Quebec: Taxable Provincially

Rule Details
Quebec treatment ✅ Taxable benefit on provincial return
RL-1 Box J Employer-paid PHSP premiums appear in Box J of RL-1
Federal treatment Still not taxable federally (no T4 Box 40 amount)
Quebec only Only applies to Quebec provincial income tax
Impact Employees pay Quebec provincial tax on the premium value

Types of Employer-Paid Benefits and Tax Treatment

Benefit type Federal Quebec provincial
Extended health premiums ❌ Not taxable ✅ Taxable
Dental premiums ❌ Not taxable ✅ Taxable
Prescription drug premiums ❌ Not taxable ✅ Taxable
Vision care premiums ❌ Not taxable ✅ Taxable
LTD / STD premiums ❌ Not taxable ❌ Not taxable (generally)
Group life insurance premiums Taxable ✅ Taxable
AD&D premiums Taxable ✅ Taxable
Employee assistance program (EAP) ❌ Not taxable ❌ Not taxable
Critical illness (employer-paid) Depends Depends

What Is a Qualifying Private Health Services Plan (PHSP)?

Criterion Details
Must cover Eligible medical expenses under the Income Tax Act
Cannot be A plan that pays wages in lieu of salary
Primary purpose Reimbursement of medical / dental / drug expenses
Common examples Blue Cross, SunLife, Manulife group benefits plans
CRA reference IT-339R2; must qualify as PHSP to receive tax-free treatment

If a plan does not qualify as a PHSP — for example, if it pays cash directly or covers non-medical expenses — the premiums may lose the non-taxable status.

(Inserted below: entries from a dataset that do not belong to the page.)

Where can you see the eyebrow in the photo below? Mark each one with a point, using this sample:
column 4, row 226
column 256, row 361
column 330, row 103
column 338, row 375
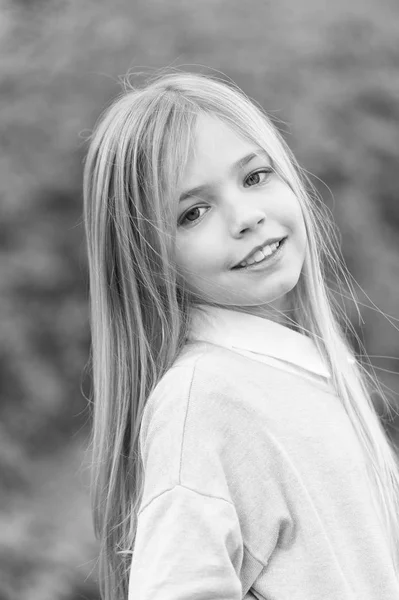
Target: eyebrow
column 239, row 164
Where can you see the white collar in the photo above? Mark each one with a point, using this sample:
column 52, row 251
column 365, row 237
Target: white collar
column 242, row 331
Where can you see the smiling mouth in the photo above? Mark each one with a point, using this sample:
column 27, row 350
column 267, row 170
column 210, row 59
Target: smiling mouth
column 282, row 241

Medical Expense Tax Credit (METC): Can You Claim Premiums?

Situation METC claimable?
Employer paid the premium (non-taxable to you) ❌ No — cannot claim someone else’s payment
You paid via payroll deduction (your after-tax dollars) ✅ Yes — eligible medical expense
You pay the full premium directly ✅ Yes — eligible medical expense
Premium included in your income as a taxable benefit (e.g., some cases) ✅ Yes if included in your income

Disability Insurance: The Premium vs Benefit Trade-Off

Aspect Employer pays LTD premium Employee pays LTD premium
Is premium taxable? ❌ Not taxable N/A (your own dollars)
Are disability benefits taxable if claimed? ✅ Yes — fully taxable ❌ No — tax-free
Planning implication Convenience for employer; but benefits are taxable Employee pays premium post-tax; benefits are tax-free

Many advisors suggest higher-earning employees consider opting out of employer-paid LTD premium coverage and paying personally — so that if they ever become disabled, the benefit is received tax-free.

Quebec RL-1 vs Federal T4

Slip Box What appears
T4 (federal) Box 40 Life insurance premiums, company car, parking, etc. — NOT health/dental
RL-1 (Quebec) Box J Health, dental, vision, drug premiums paid by employer
Quebec employee Files both federal and provincial returns Adjusts for provincial taxable benefit

Bottom Line

Employer-paid health and dental insurance is one of Canada’s most generous employer benefits precisely because it is not taxable federally. Your employer can provide you with $3,000–$5,000/year in health and dental coverage with zero tax cost to you. The exception is Quebec, where these premiums appear on your RL-1 and are subject to provincial income tax. Understanding the disability insurance trade-off — paying premiums yourself means receiving benefits tax-free — is important for higher earners who want to protect tax-free disability income if they are ever unable to work.